The committee gave its nod to the bill to revise the Military Service Act to grant an exceptional right to defer military duties of acclaimed pop artists, such as BTS, who are recognized to have contributed to the elevation of the country's global reputation.
The bill must pass parliament's plenary session for final approval.
The revision was proposed by Rep. Jeon Yong-gi of the ruling Democratic Party in September after BTS became the first South Korean pop artist to reach No. 1 on the U.S. Billboard Hot 100 with its song "Dynamite."
"BTS members will be able to put off their enlistments until the age of 30 if this bill passes through a plenary session and a related enforcement decree is revised as well," the lawmaker said.
Under the current military law, BTS's eldest member Jin, born in 1992, is subject to enlistment by the end of the year.
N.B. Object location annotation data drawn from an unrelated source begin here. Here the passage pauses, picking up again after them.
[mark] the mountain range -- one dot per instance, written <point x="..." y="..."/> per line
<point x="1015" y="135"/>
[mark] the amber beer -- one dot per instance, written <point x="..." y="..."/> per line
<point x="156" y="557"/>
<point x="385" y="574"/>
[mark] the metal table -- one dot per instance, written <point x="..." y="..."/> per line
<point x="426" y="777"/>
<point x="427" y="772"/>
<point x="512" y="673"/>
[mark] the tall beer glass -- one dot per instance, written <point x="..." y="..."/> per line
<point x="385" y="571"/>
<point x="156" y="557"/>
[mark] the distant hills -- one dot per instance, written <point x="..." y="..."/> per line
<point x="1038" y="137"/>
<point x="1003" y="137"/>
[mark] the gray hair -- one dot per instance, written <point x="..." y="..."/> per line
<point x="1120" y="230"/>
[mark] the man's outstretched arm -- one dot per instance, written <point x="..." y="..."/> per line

All able-bodied South Korean men between the ages of 18 and 28 are ordered to serve in the military for about two years for national defense against North Korea.
Military service exceptions or deferrals have been only given to international award-winning athletes and classical musicians in recognition of their roles in promoting the country's reputation overseas under the existing law.
The defense committee also approved the deployment extensions of South Korean military units in Somalia and the United Arab Emirates (UAE).
The parliamentary committee gave its nod to the government's request to extend the overseas deployments of the anti-piracy Cheonghae unit in Somalia and the Akh special forces unit in the UAE until the end of 2021.
South Korea has deployed its 300-member Cheonghae unit off the coast of Somalia since 2009 as part of its contribution to global efforts to tackle rampant piracy in the region. The areas of its mission cover the Gulf of Aden and the Strait of Hormuz.
The 150-team Akh unit has been helping train special forces in the UAE since 2011.
The overseas deployments have been renewed each year via parliamentary approval. The extensions have to be approved through plenary sessions by the National Assembly for final approval.